Saturday, March 6, 2010

500 Days of HOT....

Alright, movie star sighting.  Here we go...

(Before I begin, I would like to say that I am aware that it has been like 100 years since I first mentioned this, meaning it has pretty much lost all it's glitz and glamour and mystery and all that, so I have already prepared myself for your disappointment. The end.)

So, last week, I met up with 3 of my cousins for a girls' night of Mexican and Margaritas at my all-time fave Mexican restaurant downtown.  For reals, they have the BEST fish tacos you could ever even imagine eating. 

Fact: Cousin Val was seriously debating whether to get the Special of the Day - Flautas or go on my recommendation and get the fish tacos.  She decided on the flautas because "they're special for a reason."  Once the fish tacos showed up, I gave her a bite of them, and her eyes got huge and she said "Don't you hate that moment when you realize you ordered the wrong thing!" Mmm hmm, sure do. Those poor flautas were special no more. Moral:  Respect the fish taco.

We're waiting for our table buzzer thing to go off, and all of a sudden, Cousins Chelsea and Austin start whispering frantically and looking towards the door.  I tried to turn around to see what was so whisper worthy, and they both shriek/whisper "NO, DON'T LOOK!"  You know, because we're in high school and stuff.  Then Chelsea says "You know that guy from 500 Days of Summer?  He just walked in."  Then I said "SHUT UP OMG I LOVE HIM HE IS SO CUTE OMG YOU ARE LYING THAT WAS LIKE THE BEST MOVIE EVER ARE YOU SERIOUS CAN I TURN AROUND NOW OMG."

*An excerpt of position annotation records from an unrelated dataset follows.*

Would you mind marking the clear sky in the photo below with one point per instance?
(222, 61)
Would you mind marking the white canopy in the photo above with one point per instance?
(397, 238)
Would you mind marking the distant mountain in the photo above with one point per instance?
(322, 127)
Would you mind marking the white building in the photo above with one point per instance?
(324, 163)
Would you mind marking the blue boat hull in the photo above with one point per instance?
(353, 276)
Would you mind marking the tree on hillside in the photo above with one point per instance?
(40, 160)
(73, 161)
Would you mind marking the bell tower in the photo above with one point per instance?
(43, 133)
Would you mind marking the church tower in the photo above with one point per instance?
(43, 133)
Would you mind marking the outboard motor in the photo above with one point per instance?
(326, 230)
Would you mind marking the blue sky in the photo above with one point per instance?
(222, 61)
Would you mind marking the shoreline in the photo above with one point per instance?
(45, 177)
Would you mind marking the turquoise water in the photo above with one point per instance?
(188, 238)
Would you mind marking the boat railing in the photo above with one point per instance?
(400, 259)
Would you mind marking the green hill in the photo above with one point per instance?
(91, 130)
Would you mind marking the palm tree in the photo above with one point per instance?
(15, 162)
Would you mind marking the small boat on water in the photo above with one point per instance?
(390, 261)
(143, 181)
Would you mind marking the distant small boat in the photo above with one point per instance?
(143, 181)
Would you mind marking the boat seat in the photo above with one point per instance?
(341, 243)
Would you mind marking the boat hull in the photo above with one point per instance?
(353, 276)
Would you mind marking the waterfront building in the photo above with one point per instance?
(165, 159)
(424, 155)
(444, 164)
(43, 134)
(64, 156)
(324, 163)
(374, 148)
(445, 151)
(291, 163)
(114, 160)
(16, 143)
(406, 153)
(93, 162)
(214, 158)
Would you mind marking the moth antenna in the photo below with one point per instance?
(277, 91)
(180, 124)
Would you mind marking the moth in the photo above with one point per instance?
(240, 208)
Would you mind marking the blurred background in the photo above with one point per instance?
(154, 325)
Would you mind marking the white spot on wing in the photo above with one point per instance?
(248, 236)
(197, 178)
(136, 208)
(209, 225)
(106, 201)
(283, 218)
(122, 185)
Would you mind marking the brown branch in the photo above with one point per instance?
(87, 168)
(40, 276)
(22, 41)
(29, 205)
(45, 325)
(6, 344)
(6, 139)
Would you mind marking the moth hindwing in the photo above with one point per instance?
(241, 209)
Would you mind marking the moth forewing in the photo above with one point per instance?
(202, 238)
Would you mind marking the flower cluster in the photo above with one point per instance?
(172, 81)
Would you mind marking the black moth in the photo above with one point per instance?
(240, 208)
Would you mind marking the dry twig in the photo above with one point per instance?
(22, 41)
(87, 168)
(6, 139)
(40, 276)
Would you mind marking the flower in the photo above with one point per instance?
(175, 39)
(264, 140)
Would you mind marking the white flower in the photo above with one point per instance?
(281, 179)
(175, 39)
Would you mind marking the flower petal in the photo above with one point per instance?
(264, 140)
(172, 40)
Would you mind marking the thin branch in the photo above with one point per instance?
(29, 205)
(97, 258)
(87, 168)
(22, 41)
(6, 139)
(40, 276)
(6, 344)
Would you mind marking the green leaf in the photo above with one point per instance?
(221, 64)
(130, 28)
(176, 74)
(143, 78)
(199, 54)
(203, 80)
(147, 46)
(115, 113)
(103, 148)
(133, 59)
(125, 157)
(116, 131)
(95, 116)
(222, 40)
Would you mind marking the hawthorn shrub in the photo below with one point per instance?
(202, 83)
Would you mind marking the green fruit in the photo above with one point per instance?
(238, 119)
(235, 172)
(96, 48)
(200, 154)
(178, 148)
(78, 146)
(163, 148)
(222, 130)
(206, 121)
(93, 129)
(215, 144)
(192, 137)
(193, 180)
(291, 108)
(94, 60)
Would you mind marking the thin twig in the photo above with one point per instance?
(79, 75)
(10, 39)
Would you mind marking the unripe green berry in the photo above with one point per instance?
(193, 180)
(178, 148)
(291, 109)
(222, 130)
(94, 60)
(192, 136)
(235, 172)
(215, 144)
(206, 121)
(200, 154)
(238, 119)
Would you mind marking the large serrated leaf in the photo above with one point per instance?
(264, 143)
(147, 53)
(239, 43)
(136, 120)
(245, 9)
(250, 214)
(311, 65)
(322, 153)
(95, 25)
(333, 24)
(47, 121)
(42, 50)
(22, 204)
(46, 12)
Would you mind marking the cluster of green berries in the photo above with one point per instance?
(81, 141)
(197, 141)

Do you know who I'm talking about?  Joseph Gordon-Levitt!  I've seen a bunch of his past stuff and sure, he's cute and all, but man, 500 Days of Summer?  He was so stinking cute in that movie that it effectively created a mega crush causing me to regress at least 15 years at the sight of him.  And I will tell you this:  homeboy is even better looking in person. (Also, how stinking cute was Zooey Deschanel in that movie?  Don't you just want to be BFF with her?)

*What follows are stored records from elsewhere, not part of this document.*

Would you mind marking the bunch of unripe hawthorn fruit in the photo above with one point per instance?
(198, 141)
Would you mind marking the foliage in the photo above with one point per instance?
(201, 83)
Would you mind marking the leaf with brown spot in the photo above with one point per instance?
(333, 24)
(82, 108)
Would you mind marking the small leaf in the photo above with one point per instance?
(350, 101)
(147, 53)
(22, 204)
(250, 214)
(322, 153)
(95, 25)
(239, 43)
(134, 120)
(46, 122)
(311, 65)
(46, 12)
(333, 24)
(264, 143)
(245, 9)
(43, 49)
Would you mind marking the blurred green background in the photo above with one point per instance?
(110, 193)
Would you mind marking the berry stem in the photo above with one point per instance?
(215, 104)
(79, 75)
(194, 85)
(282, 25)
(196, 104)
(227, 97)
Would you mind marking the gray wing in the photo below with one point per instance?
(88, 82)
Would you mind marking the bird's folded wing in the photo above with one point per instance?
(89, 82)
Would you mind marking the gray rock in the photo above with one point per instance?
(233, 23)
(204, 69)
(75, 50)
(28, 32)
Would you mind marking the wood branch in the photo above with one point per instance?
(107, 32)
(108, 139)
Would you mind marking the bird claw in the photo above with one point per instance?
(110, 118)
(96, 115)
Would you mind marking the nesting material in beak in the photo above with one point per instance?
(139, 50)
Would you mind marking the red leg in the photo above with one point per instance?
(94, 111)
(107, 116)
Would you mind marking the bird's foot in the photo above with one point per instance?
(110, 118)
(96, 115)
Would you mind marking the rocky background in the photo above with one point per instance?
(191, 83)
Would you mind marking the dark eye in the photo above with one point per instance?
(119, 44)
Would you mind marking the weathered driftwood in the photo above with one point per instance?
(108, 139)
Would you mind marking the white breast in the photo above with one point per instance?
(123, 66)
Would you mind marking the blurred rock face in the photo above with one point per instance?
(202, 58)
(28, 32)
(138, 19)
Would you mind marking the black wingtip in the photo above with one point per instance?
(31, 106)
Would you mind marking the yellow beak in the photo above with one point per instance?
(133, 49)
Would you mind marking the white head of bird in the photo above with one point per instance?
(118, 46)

So yeah, I turne around and there he was with two other dudes talking to the hostess.  Here, I took the liberty of creating an artistic re-enactment to better help you grasp what was happening.  But really,  I just wanted to cut and paste some things.

Look how close he was to us!  I mean, we're practically holding hands!  I guess the table wait was too long for them because they went right back outside.  Which coincidentally I had to do also to "take a call" on my cellphone.  (What did we do before cellphones really?  How did people successfully follow famous people without a cell phone to pretend talk on?) 

He and the two dudes with him were standing not far off (discussing topics such as how hot that girl on the cell phone is), and I realized he is kind of standing right in front of my car!  Right when I'm working out The Plan in my head about how I have to go get something out of my car or whatever and I will just casually be like "oh hey, I loved your last movie" and then he was going to be like "wow you're hair looks really amazing short like that, can I get your number, and do you have a dress to wear to the Oscars", Aussie came out to tell me our table was ready.  Darn it all to heck!  So because I am a good friend and didn't want to keep these girls waiting any longer for dinner than they already had plus I have a raging case of Chickenitis, I aborted The Plan and went in for fish tacos.